Author: Ankit Srivastava and Uttam Kanodia
Tester: Roman Rubanenko
Editorialist: Amit Pandey

DIFFICULTY:

Cakewalk

PREREQUISITES:

Basic programming

PROBLEM:

Given an array of $n$ integers, you have to do the following operation $K$ times: Insert a number in the array which is strictly greater than current sum of the array. You have to find whether the last number inserted is even or odd.

QUICK EXPLANATION:

As the value of $K$ is small, we can keep inserting smallest possible numbers at each step and print the $K^{th}$ number modulo $2$.

EXPLANATION:

This problem can be solved by simulating the operation given in the problem.

First find the sum of the given array($A$) . This can be done in $O(N)$ time using a single loop. As we have to print the $K^{th}$ element to be inserted (modulo $2$), we can replace $S$ by $S\ \% \ 2$.

S = 0;
for(int i=0; i< n; i++)
    S = S + A[i];
    S = S%2;

Now make an array $B$ of size $(K+1)$, $B_i$ will denote the $i^{th}$ element to be inserted, and $B_K$ will be our required answer. At any step, if parity of the sum of the elements of array is "even", parity of inserted element will be "odd".

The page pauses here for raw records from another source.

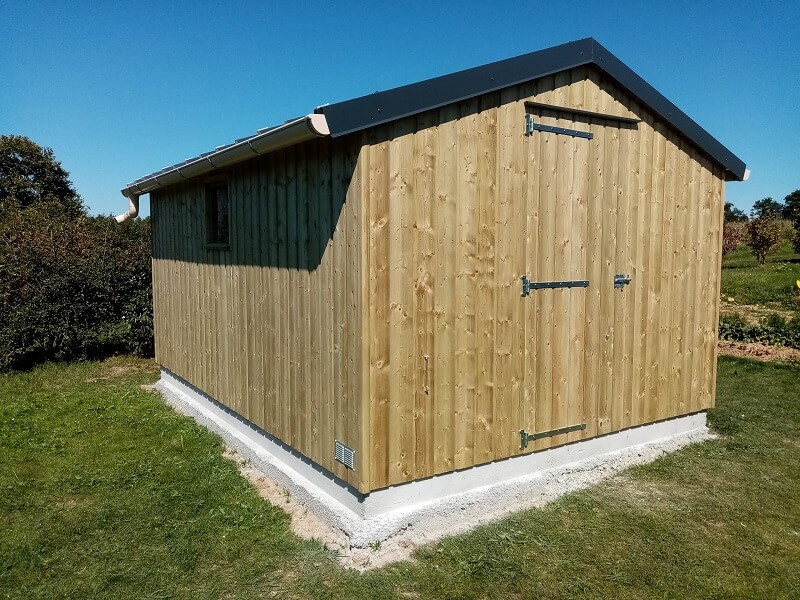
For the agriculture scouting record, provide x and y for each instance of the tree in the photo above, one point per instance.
(732, 236)
(767, 208)
(792, 204)
(733, 214)
(764, 236)
(72, 286)
(30, 174)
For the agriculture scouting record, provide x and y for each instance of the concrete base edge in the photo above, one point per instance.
(444, 504)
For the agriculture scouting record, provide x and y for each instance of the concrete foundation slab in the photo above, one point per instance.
(440, 505)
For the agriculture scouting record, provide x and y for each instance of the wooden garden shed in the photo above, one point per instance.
(466, 269)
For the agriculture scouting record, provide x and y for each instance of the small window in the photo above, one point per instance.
(218, 212)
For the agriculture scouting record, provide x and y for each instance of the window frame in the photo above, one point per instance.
(213, 239)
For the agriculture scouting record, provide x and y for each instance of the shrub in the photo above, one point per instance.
(764, 235)
(71, 288)
(733, 235)
(773, 330)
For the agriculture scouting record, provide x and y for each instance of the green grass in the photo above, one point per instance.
(106, 493)
(771, 285)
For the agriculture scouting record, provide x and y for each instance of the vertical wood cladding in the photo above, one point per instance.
(271, 326)
(461, 204)
(372, 294)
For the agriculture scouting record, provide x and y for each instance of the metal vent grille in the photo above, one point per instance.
(345, 455)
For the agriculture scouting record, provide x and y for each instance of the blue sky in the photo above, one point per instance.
(119, 90)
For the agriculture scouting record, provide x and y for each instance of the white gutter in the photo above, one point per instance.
(291, 133)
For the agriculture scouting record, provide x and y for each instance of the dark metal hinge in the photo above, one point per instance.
(620, 281)
(525, 437)
(528, 285)
(531, 126)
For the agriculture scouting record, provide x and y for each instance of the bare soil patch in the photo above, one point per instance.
(758, 351)
(752, 313)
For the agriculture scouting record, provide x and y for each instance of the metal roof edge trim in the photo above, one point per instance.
(293, 132)
(668, 111)
(360, 113)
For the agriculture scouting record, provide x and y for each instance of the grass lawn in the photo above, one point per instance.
(106, 493)
(771, 285)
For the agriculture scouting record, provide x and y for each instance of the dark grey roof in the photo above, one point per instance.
(381, 107)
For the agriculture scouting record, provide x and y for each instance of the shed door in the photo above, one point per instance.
(572, 223)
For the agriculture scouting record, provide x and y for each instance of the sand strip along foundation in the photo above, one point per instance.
(386, 525)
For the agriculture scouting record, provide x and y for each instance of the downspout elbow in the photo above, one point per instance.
(133, 209)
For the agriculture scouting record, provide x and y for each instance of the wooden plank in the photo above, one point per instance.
(654, 330)
(718, 207)
(272, 347)
(530, 204)
(609, 407)
(424, 277)
(682, 283)
(595, 194)
(304, 367)
(466, 285)
(353, 183)
(572, 109)
(328, 209)
(621, 413)
(507, 281)
(339, 284)
(642, 271)
(668, 370)
(487, 198)
(283, 398)
(379, 270)
(545, 272)
(400, 326)
(707, 251)
(364, 333)
(563, 267)
(315, 240)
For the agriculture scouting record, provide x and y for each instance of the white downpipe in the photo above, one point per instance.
(133, 209)
(290, 133)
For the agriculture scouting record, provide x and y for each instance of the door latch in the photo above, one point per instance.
(620, 281)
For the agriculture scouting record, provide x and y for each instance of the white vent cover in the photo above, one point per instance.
(345, 455)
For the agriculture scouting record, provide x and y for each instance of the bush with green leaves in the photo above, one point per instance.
(764, 235)
(792, 204)
(72, 286)
(773, 330)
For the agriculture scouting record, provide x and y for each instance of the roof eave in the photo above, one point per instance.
(290, 133)
(382, 107)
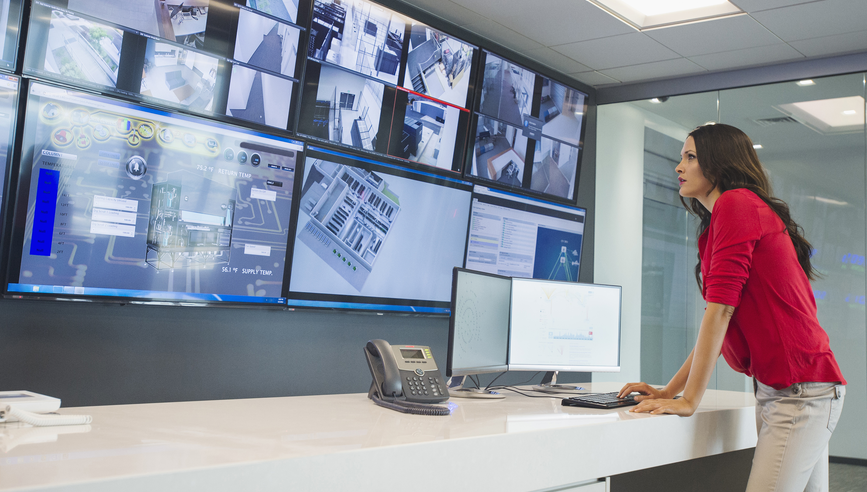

B[1] = (S + 1) % 2 ;   // we will insert the smallest possible number at each step
total_sum = 0;
for(int i=2 ; i< K ; i++)
{
    total_sum = (total_sum + B[i-1]);
    B[i] = (total_sum + 1) % 2; // insert a number greater than current sum of the array.
}

Finally we can output $B_K$. The time complexity of the whole code will be $\mathcal{O}(N + K)$.

Another solution
Let us say that sum of the array $A$ is even. The next inserted element will be odd, now sum of array will be odd, so next inserted element will be even, now sum of array becomes odd, so we will insert an even number, and so on. So we can generalize that if sum of array is even, then for $K = 1$, last inserted number will be odd, otherwise it will be even.

Now, we will consider the case in which sum of the array $A$ is odd. The next inserted element will be even, now sum of array will become odd, so next inserted element will be even, now sum of array will be odd, we will add another even number, and so on. So we can generalize that last inserted number is always even in this case.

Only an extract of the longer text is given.